TiVo has been using Perforce successfully for six years. Their server supports two hundred and sixty three users and a fairly complex production build system consisting of nearly fifty dedicated build machines. Performance started to become an issue – users were unhappy with the decreased responsiveness when executing common commands. Internal analysis had already identified that the production build system, which ran every fifteen minutes on the dedicated build machines, was presenting a significant load on the Perforce server because of simultaneous sync operations across large file sets with complex mappings. Of the three hundred and fifty Perforce clients used by the production build system, as many as fifty or sixty may simultaneously access the Perforce server.
Perforce Server Environments
IC Manage always looks very carefully at the hardware implementation of the server because this is a first order effect. Perforce database performance is closely related to both random and sequential I/O performance. Random I/O can quickly become the limiting factor as the db files increase in size and the B-trees become increasingly unbalanced. With large db files, operations are typically disk seek-time limited.
Sequential I/O performance also plays an important role as files sizes, counts and directory depths increase.
The existing server was running on a Sun Enterprise 420R running the Sun Solaris 8 operating system. The storage was provided by a Hitachi 9200 Storage Array configured as part of a Storage Area Network (SAN) with a RAID5 architecture. The file system was provided by Veritas to overcome the shortcomings of the native Solaris UFS file system.
Network storage models such as Network Attached Storage (NAS) and SAN continue to be a popular choice for IT professionals in medium to large enterprises. Ease of use, reliability and clustering for data safety are the primary concerns, with performance often taking a back seat in storage infrastructure decisions. Unfortunately, these network storage models continue to move the disk farther and farther away from the application, both through physical wires and complex network stacks. Operating system kernels are typically architected to maximize performance using a cache, main memory and local disk I/O model. Network storage, particularly SAN’s, can provide good I/O bandwidth, though typically at the expense of latency. This increased latency can often present a severe bottleneck to application performance, but is often not considered during the design phase.
Our general recommendation is to follow a direct attach RAID10 model with data replication to network storage to improve reliability and availability. We also recommend the use of commodity x86 hardware due to the impressive Mean Time Between Failure (MTBF) performance of high volume electronics. We also recommend the use of Linux combined with the XFS file system to provide maximum file system scalability, performance and lowest cost.
Customer specific requirements
At TiVo, the IT administrators were dealing with an unusually high failure rate in their server room for no obvious reasons and were therefore particularly sensitive to maintaining a high availability environment. The challenge was to build an affordable, high availability direct attach server with automatic failover capability.
In order to build a high availability direct attached system, we must first consider the hardware failure modes:
- Disk failure
- Controller failure
- Power supply failure
- Server failure
Recovery from disk failure is typically handled by the use of redundant disk arrays, commonly known as RAID. RAID 5 is a very popular scheme due to its low cost.
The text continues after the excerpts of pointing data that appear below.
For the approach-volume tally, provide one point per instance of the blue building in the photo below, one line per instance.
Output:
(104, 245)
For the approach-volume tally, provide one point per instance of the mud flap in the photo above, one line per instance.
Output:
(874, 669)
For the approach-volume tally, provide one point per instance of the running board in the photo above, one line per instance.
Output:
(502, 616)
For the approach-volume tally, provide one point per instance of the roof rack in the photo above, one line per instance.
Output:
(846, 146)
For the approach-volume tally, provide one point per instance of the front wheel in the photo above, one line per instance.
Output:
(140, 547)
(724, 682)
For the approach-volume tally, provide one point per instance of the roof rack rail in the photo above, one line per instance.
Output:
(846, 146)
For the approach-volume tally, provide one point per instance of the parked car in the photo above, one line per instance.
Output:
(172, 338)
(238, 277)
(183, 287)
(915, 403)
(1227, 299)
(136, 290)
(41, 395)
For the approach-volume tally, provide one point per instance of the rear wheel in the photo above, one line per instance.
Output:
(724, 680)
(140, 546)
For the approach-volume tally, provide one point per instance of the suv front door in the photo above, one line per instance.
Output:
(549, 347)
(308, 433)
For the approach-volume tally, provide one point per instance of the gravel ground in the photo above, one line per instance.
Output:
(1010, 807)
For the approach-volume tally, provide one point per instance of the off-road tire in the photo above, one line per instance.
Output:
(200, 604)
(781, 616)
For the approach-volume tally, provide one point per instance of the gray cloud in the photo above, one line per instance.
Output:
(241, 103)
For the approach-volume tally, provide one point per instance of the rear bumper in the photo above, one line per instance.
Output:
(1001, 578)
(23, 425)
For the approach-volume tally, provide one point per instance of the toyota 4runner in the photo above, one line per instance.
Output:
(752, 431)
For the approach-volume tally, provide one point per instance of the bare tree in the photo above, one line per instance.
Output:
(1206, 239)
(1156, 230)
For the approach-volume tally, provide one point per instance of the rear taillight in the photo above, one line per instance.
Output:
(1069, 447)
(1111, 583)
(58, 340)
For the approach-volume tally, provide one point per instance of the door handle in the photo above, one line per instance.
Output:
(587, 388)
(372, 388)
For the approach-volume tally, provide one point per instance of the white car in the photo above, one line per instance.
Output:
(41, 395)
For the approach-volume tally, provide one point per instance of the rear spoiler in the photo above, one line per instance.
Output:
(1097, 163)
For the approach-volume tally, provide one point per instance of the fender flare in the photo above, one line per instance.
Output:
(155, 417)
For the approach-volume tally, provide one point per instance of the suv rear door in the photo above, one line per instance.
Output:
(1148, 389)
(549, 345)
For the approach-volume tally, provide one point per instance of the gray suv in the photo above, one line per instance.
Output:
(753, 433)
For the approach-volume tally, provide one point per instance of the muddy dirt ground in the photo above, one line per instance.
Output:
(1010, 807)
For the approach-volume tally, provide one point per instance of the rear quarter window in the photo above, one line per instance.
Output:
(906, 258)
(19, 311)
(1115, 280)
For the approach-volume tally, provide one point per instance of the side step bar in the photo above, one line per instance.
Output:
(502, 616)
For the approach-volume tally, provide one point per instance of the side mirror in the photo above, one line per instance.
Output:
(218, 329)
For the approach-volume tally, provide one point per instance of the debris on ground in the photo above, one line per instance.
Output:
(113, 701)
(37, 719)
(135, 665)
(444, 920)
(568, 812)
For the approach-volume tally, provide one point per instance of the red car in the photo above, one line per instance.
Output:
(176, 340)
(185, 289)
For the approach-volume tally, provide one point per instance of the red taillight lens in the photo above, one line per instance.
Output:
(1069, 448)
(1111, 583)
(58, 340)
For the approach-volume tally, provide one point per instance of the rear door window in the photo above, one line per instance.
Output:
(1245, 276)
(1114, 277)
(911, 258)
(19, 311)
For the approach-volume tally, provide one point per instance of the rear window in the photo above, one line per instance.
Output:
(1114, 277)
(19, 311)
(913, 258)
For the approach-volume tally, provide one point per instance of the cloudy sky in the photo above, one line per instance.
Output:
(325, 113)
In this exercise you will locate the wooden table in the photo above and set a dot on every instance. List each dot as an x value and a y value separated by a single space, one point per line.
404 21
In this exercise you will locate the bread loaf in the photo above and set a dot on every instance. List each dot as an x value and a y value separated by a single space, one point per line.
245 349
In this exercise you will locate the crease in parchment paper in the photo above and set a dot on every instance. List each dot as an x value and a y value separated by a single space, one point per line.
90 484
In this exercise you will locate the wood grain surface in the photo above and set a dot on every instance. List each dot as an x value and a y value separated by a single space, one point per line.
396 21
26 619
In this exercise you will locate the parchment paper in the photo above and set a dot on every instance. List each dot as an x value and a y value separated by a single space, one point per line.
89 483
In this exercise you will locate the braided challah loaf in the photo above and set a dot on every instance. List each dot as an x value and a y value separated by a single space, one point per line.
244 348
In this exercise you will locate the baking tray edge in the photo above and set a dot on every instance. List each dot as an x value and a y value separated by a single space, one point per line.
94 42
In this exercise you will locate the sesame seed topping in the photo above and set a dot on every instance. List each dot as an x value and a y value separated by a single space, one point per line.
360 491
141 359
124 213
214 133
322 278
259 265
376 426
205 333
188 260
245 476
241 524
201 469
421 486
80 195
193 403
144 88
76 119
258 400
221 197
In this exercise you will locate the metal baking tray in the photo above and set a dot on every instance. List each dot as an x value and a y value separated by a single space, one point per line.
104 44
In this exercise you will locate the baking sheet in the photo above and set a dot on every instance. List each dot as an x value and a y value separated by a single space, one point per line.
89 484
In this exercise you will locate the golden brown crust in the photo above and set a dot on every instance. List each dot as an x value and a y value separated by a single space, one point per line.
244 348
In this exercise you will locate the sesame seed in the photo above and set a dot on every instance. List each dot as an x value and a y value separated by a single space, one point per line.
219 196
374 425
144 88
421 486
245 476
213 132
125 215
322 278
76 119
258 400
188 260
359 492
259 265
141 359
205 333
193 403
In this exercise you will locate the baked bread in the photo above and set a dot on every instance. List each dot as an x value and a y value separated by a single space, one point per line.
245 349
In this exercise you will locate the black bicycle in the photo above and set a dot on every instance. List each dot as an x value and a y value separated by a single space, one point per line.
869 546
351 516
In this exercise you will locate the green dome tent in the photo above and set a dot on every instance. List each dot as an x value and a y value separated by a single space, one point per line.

However, it starts with a performance penalty since parity computation can present a bottleneck to disk throughput. In addition, disk failures in the array result in the system operating in a degraded mode, further damaging responsiveness. In our experience, failures typically occur when you least want them and degraded RAID 5 performance at a critical moment can be quite challenging. RAID10 is an expensive scheme, since data is mirrored for each drive in the system, but it offers excellent performance with no performance penalty on disk failure.
Controller failure can often cause serious data corruption, particularly if the controller uses a caching scheme for delayed writes to the disk subsystem. There are two ways to implement hot swap redundant controllers: active-passive and active-active. The active- passive configuration is when one controller is active and handles all of the workload. The passive controller monitors the active controller for failures and takes over the workload in a failure situation. The passive controller should also keep a mirrored copy of the active controller’s cache. This assures that no data in cache is lost when the passive controller takes over. The active- active configuration is when both controllers are active at the same time. They split the workload and maintain mirrored copies of each other’s cache. As can be imagined, active-active, high-performance RAID controllers will out perform an active-passive configuration. However, it should be noted that redundant controllers are a definite performance vs. reliability tradeoff. Cache consistency is typically performed over the drive loop, resulting in reduced performance compared to a single non-redundant controller.
Power supply failure is handled by having multiple, hot swappable power supplies for all components – typically both the server and disk array will have dual power inputs which should be connected to separate power feeds or UPS connections to tolerate failures in the power supply and switching components.
Server failure can be handled in one of two ways. A cold spare approach is the simplest, but requires manual intervention in the event of a problem. For automatic failover, dual servers can be configured to automatically take over from the other in the event of a system failure.
The following system was chosen to replace the existing hardware:
- 2 x Dual Xeon 1U rack mount servers with software RAID1 system disks
- Fiber Channel active-active RAID controller with two connections per controller
- 10K RPM Fiber Channel drives in a RAID10 configuration
- Dual power supplies for all components
- Linux RedHat9, SGI-XFS kernel
- Linux Heartbeat High Availability
Heartbeat is an open source project that implements a heartbeat protocol. That is, messages are sent at regular intervals between machines and if a message is not received from a particular machine then the machine is assumed to have failed and some form of evasive action is taken. In this configuration heartbeat sends heartbeat messages over one serial link and one Ethernet connection. A null modem cable connects the serial ports and an Ethernet loop back connects the Ethernet ports.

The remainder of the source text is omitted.